Zhi Da Technology (02650) officially included in the Stock Connect today.
On April 9th, Shanghai SITI Technology Development Co., Ltd. (02650) was officially included in the list of securities under the Hong Kong Stock Connect (hereinafter referred to as Stock Connect) under the ShanghaiHong Kong Stock Connect and the Shenzhen-Hong Kong Stock Connect.
On April 9th, Shanghai ZhiDa Technology Development Co., Ltd. (02650) was officially included in the list of securities under the Stock Connect between Hong Kong and mainland China, known as the "Connect Stock". This will take effect from the next trading day for Connect Stock on April 10th. As a constituent stock of the Hang Seng Composite Index, ZhiDa Technology's inclusion in the Connect Stock will provide mainland investors with a direct channel for investment, potentially bringing significant liquidity dividends and valuation revaluation opportunities.
It is worth noting that ZhiDa Technology's path to inclusion in the Connect Stock experienced an unexpected delay. As early as February 13th, the quarterly review results announced by Hang Seng Index Company had already included ZhiDa Technology in the Hang Seng Composite Index, and the market generally expected it to enter the Connect Stock on March 9th along with the index adjustment. However, due to the company being in a critical technical process of splitting its shares 1 to 5 - involving parallel buying and selling, changing old and new codes, and temporary code trading to ensure the stability of the settlement system and the accuracy of data clearing, the arrangement for ZhiDa Technology's inclusion in the Connect Stock was postponed to April 10th.
This delay may seem to temporarily block the "buying power" of mainland funds, but it actually transforms the realization of the single time-point advantage into a time window of structural optimization, providing several unique advantages:
First, the advantage is "extended", providing a more relaxed and gradual window for continuous awareness and gradual configuration for southbound funds.

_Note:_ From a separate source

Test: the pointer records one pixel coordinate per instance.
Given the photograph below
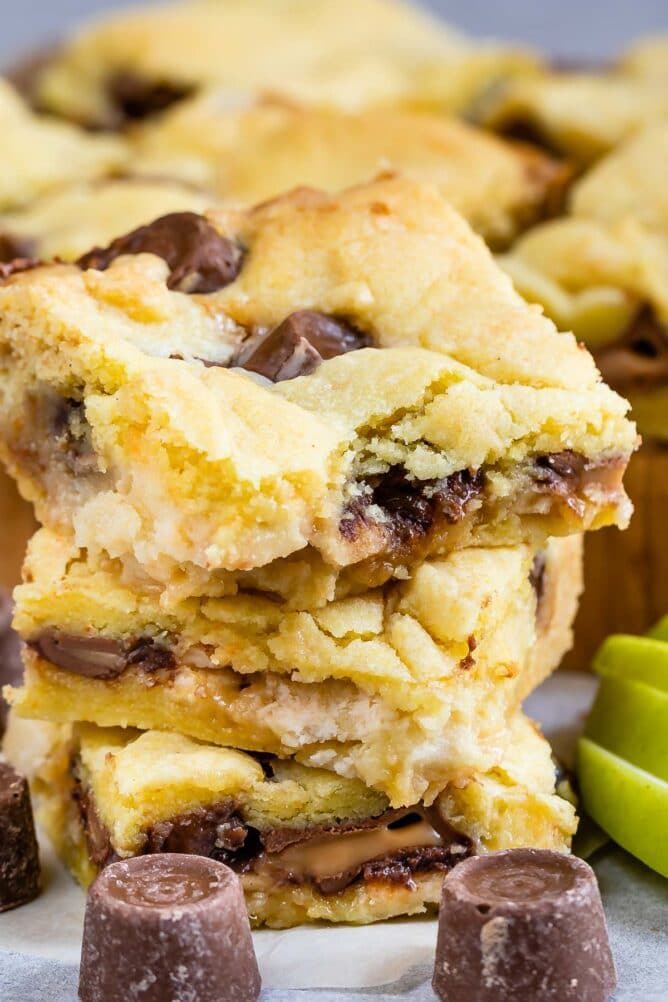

Compared to the short-term speculative pressure brought by a one-time concentrated realization, the delay in inclusion allows more institutional and individual investors time to research the company's fundamentals and evaluate its growth prospects, forming a more sustainable rhythm of fund inflows.
Second, the inclusion in Connect Stock combined with the share split effect achieves a dual resonance in liquidity improvement. After the share split officially took effect on March 3rd, the stock price decreased and the trading threshold per lot significantly decreased, making it significantly easier for retail investors to build positions. Share splits have been proven to have positive effects on liquidity in both the Hong Kong and US stock markets, and the delayed inclusion in Connect Stock will combine the "share split liquidity enhancement" and "southbound fund entry" advantages to release more complete and lasting liquidity improvement.
Third, the delay in realizing the advantage provides a higher safety margin for medium to long-term value investors. The market's expectation of a "first-day surge upon inclusion" has been postponed, avoiding severe price volatility after a concentrated release of short-term emotions, allowing investment decisions to be more focused on the company's fundamentals - such as revenue breaking 700 million, overseas revenue exceeding one billion, explosive growth in charging Siasun Robot & Automation engines, etc.
In 2025, ZhiDa Technology delivered its first impressive performance since its listing, achieving milestone breakthroughs in several core indicators. The total annual revenue is approximately 716.5 million yuan, a year-on-year increase of 20.7%, surpassing the 700 million yuan mark for the first time; the year-on-year loss narrowed significantly by 30.5% to 163.8 million yuan, indicating a significant improvement in profitability. The total number of charging stations delivered throughout the year reached approximately 619,500 units, a year-on-year surge of 76.4%.
At the same time, overseas business has become the largest growth engine, with approximately 102,500 charging stations exported throughout the year, a year-on-year increase of 79.6%, covering 23 countries globally. Innovative products with high gross margins also performed impressively, with revenue related to electric vehicle charging Siasun Robot & Automation growing by 88.83% year-on-year, successfully deployed in various scenarios such as automotive manufacturers, smart driving companies, and energy companies.
The triple resonance of inclusion in Connect Stock, share split, and performance growth, it is expected that ZhiDa Technology will accelerate the start of a new round of value revaluation.